The federal judiciary’s new and improved Federal Rules of Civil Procedure were enacted on December 1, 2015; the reforms aimed to “inject proportionality into the civil discovery process.” More from the authors:
The changes were designed to lower the costs of litigation by encouraging and enforcing proportional discovery limited to information relevant to “claims and defenses,” and to establish a uniform national standard for preservation obligations and a safe harbor for parties that take reasonable steps in good faith to preserve electronically stored information (“ESI”). Proportionality, or rather its emphasis in Rule 26(b) is not a new concept, but is now at the forefront as part of the very definition of permissible discovery in order to combat skewed discovery with high costs and burdens.
The authors explain that while some states such as Minnesota, Pennsylvania and Utah have “implemented proportionality standards into their civil rules,” most states still have “procedural rules that reflect the burdensome concept of discovery relevance contained in the old federal rules.” Explaining further:
Many states permit discovery so long as the information sought “appears reasonably calculated to lead to the discovery of admissible evidence.” Unfortunately, many states have yet to enact substantive changes to their civil discovery rules to match the new proportionality language in the federal rules. Given the lengthy process to amend procedural rules in many states, it is imperative that lawmakers and stakeholders begin the amendment process now. State courts’ continued application of expansive, outdated discovery rules can—and do—lead to disproportionate results.

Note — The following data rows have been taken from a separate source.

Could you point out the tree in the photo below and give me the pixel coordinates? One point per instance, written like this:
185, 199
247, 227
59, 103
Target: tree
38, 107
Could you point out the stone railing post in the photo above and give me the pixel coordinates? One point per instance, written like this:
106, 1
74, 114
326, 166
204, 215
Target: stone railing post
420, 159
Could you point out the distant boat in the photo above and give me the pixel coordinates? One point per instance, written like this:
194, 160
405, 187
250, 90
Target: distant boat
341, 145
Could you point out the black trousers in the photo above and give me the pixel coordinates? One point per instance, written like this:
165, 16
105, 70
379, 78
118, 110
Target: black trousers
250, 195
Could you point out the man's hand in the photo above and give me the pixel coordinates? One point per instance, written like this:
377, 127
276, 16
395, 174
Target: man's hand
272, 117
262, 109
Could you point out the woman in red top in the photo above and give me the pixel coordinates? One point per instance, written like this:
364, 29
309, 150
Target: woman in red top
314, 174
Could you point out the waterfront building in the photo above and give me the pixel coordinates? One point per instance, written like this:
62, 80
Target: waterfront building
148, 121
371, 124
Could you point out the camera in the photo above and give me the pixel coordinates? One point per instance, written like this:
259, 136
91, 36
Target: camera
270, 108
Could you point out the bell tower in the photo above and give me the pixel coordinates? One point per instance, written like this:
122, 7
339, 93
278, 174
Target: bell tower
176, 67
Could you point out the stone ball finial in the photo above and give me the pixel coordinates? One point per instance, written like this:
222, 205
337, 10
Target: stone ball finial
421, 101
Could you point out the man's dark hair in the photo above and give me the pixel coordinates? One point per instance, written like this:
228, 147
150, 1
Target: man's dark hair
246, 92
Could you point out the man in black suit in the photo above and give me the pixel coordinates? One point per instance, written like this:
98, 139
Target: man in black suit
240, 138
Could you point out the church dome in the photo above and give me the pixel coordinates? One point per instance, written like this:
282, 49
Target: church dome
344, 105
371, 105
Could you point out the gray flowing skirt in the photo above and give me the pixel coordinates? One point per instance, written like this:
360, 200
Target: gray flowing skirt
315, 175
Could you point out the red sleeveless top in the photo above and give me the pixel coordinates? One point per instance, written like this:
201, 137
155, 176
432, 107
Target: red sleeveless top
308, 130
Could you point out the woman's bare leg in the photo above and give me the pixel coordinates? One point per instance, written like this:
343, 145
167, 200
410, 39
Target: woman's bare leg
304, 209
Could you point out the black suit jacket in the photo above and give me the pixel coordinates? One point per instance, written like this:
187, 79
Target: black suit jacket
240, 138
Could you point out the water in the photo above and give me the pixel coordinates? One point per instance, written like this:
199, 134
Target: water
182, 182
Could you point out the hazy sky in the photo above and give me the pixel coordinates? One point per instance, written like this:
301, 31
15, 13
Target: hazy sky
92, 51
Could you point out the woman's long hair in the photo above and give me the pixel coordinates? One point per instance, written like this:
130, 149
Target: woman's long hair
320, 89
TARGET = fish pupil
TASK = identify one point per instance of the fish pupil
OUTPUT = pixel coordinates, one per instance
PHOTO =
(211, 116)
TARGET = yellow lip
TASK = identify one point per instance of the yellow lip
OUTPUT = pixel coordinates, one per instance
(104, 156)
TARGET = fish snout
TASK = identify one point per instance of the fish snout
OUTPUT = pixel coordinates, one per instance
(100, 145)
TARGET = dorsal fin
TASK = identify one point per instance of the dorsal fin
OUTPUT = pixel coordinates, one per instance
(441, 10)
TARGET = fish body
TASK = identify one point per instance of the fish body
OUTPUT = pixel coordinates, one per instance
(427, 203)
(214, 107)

To ensure efficiency in state courts, the authors add,” states must amend their civil discovery rules to reflect the federal rules’ demand for proportionality rather than force litigants to undertake unduly burdensome discovery (or to endure costly litiatoin challenging such orders).” Oot, Casolaro and Liwski conclude, “In order to guarantee proportionality and fairness in discovery, and preserve balance between federal and state courts, states must begin the process of amending their procedural rules now.”